I have a quartic polynomial of shape $$(a\cdot x+b+c\cdot xy-d\cdot y+y^2\big)^2$$ where $a,b,c,d\in\mathbb Z_{>0}$ are coefficients.
The polynomial is not convex.
However is it quasiconvex for various values of $(a,b,c,d)$?
My problem is to find the regions of $(a,b,c,d)\in\mathbb Z_{>0}^4$ on which the polynomial is quasiconvex?
Note this polynomial is always non-negative and expressible as sum of squares. If so may be explicit representation will help. Note $0$ level is always the lower bound. It might be easy to handle.

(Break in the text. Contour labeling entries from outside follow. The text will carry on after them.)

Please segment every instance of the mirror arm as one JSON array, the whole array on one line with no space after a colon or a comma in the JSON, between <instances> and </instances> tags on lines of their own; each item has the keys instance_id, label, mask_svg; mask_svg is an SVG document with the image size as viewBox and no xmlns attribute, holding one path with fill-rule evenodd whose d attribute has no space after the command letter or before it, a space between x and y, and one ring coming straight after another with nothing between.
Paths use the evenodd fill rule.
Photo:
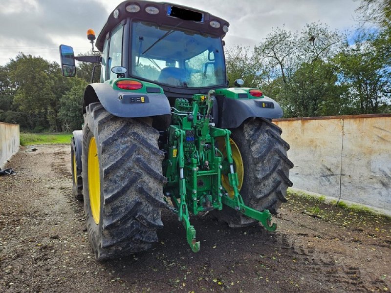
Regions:
<instances>
[{"instance_id":1,"label":"mirror arm","mask_svg":"<svg viewBox=\"0 0 391 293\"><path fill-rule=\"evenodd\" d=\"M77 56L75 57L75 60L82 62L89 62L90 63L100 63L102 62L101 56Z\"/></svg>"},{"instance_id":2,"label":"mirror arm","mask_svg":"<svg viewBox=\"0 0 391 293\"><path fill-rule=\"evenodd\" d=\"M95 68L97 67L99 67L102 66L101 65L94 65L93 68L92 68L92 75L91 77L91 83L92 84L94 82L94 76L95 75Z\"/></svg>"}]
</instances>

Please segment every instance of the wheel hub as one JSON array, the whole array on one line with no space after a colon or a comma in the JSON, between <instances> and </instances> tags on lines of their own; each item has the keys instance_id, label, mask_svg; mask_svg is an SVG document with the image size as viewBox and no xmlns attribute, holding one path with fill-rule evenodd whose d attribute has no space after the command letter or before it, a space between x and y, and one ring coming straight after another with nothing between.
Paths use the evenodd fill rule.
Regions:
<instances>
[{"instance_id":1,"label":"wheel hub","mask_svg":"<svg viewBox=\"0 0 391 293\"><path fill-rule=\"evenodd\" d=\"M87 167L91 212L94 221L96 224L98 224L101 210L101 180L99 176L99 159L95 137L92 137L89 141Z\"/></svg>"}]
</instances>

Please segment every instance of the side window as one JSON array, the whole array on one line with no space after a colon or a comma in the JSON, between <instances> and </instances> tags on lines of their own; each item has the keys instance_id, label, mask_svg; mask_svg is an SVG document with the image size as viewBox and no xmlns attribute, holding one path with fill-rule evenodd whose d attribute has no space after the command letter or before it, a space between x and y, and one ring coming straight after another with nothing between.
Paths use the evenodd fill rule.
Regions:
<instances>
[{"instance_id":1,"label":"side window","mask_svg":"<svg viewBox=\"0 0 391 293\"><path fill-rule=\"evenodd\" d=\"M122 33L123 25L121 24L114 29L110 38L109 48L109 79L116 78L117 74L111 72L111 68L121 66L122 61Z\"/></svg>"},{"instance_id":2,"label":"side window","mask_svg":"<svg viewBox=\"0 0 391 293\"><path fill-rule=\"evenodd\" d=\"M101 67L101 83L106 80L106 70L107 69L107 49L109 47L109 40L105 41L103 45L103 52L102 53L102 66Z\"/></svg>"}]
</instances>

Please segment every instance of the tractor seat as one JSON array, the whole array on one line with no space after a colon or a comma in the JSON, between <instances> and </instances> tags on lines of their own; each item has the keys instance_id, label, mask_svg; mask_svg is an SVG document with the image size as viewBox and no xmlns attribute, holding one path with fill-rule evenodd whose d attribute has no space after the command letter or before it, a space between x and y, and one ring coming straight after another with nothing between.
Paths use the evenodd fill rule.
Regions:
<instances>
[{"instance_id":1,"label":"tractor seat","mask_svg":"<svg viewBox=\"0 0 391 293\"><path fill-rule=\"evenodd\" d=\"M187 79L186 77L186 71L183 68L168 67L162 69L157 81L170 85L182 86Z\"/></svg>"}]
</instances>

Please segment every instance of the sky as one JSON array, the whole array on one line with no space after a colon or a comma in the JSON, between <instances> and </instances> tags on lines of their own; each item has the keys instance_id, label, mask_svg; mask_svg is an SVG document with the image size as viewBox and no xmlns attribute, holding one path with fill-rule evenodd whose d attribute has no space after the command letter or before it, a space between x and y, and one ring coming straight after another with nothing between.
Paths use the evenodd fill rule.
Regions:
<instances>
[{"instance_id":1,"label":"sky","mask_svg":"<svg viewBox=\"0 0 391 293\"><path fill-rule=\"evenodd\" d=\"M136 1L137 0L135 0ZM91 48L87 31L97 35L121 0L0 0L0 65L19 52L60 62L60 44L75 53ZM359 0L172 0L172 3L207 11L228 21L226 46L251 47L273 28L300 31L320 22L341 32L358 25Z\"/></svg>"}]
</instances>

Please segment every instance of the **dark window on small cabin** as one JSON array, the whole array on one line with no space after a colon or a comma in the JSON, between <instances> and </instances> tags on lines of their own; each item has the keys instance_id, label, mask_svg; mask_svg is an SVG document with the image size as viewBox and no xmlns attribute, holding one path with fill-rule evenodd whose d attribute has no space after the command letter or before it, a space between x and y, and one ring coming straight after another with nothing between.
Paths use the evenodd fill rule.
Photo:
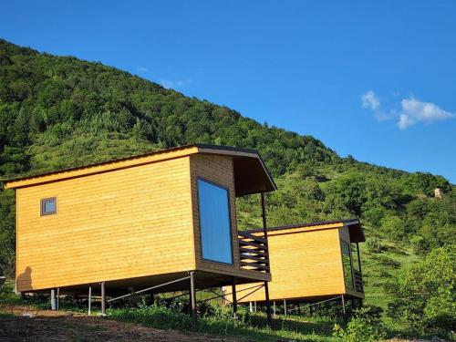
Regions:
<instances>
[{"instance_id":1,"label":"dark window on small cabin","mask_svg":"<svg viewBox=\"0 0 456 342\"><path fill-rule=\"evenodd\" d=\"M57 212L57 198L45 198L41 200L41 216L52 215Z\"/></svg>"},{"instance_id":2,"label":"dark window on small cabin","mask_svg":"<svg viewBox=\"0 0 456 342\"><path fill-rule=\"evenodd\" d=\"M233 264L228 189L198 180L202 258Z\"/></svg>"},{"instance_id":3,"label":"dark window on small cabin","mask_svg":"<svg viewBox=\"0 0 456 342\"><path fill-rule=\"evenodd\" d=\"M347 288L354 288L350 244L344 240L340 240L340 244L342 248L342 266L344 268L345 285Z\"/></svg>"}]
</instances>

Let $g(x,y) = ax+b+cxy-dy+y^2$ so that $f(x,y) = (ax+b+cxy-dy+y^2)^2 = g(x,y)^2$. If $g$ has a non-convex zero set, then $f$ won't be quasi-convex - for small enough $\epsilon >0$, $f^{-1}((-\infty,\epsilon))$ will be a neighborhood of $g^{-1}(0)$ which will again be nonconvex. So our only hope of $f$ being quasiconvex is when $g=0$ is convex.
Our goals are for this conic to be a single line, a single point, or empty, as these are the only conics which are convex. We can read off when $ax+b+cxy-dy+y^2=0$ is of the appropriate form by examining the matrix form of our conic, $$G =\begin{pmatrix} 0 & c/2 & a/2 \\ c/2 & 1 & -d/2 \\ a/2 & -d/2 & b \end{pmatrix}$$
Let $U$ be the upper left $2\times 2$ minor.
In order to get a single line, a single point, or an empty conic, we must have $\det G =0$ and $\det U \geq 0$. On the other hand, $\det U = \frac{-c^2}{4}$, which as $c\neq 0$ by the problem statement, is always negative, so $f$ is never quasiconvex.